Subprime Mortgage Crisis Hits Second Life

Netizens of Second Life had a real loss of US$ 750.000,00
when a virtual investment bank, Ginko Financial, filed bankruptcy in August 2007. Ginko Financial offered a 40% annual interest rate to its investors.

In Second Life, there are plenty of investment banks offering hyper-real interest rates, much higher than Brazil and Turkey in the real world. Since January 8th, Linden Lab has prohibited virtual financial institutions to offer interest rates not compatible with their asset capability, be that in Linden Dollars or in any real currencies.

It is a known fact that Linden Dollars can be converted into US$ Dollars and Euro. This very fact makes Second Life’s virtual economy as real as the New York Stock Exchange.

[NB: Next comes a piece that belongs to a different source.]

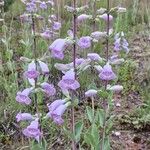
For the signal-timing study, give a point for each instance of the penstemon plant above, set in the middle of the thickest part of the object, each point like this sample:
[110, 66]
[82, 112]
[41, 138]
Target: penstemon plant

Money, be it virtual or real, is virtual anyway. It represents goods and services that the real economy has to offer, so that you will not be buying your next meal or car, in exchange for doing the dishes or trading your house for the car.

So, Second Life economy is something virtual of something already virtual.

Any virtual mechanism (money and financial institutions) that affects the real economy (goods and services) must be regulated in such a way that will not plunder the real economy. When virtual mechanisms (money) become more real than real economy itself, by selling virtual products (bonds and stocks), financial mishaps are certainly to occur, like the present subprime mortgage crisis and Second Life’s bankruptcies.

Brief and to the Point:

You do not need to participate in Second Life if you already own bonds and stocks; you are already in one virtual world.

Better stick to your basic social networking needs, in the real or the virtual world, for certainly you are not likely to lose all your retirement savings!!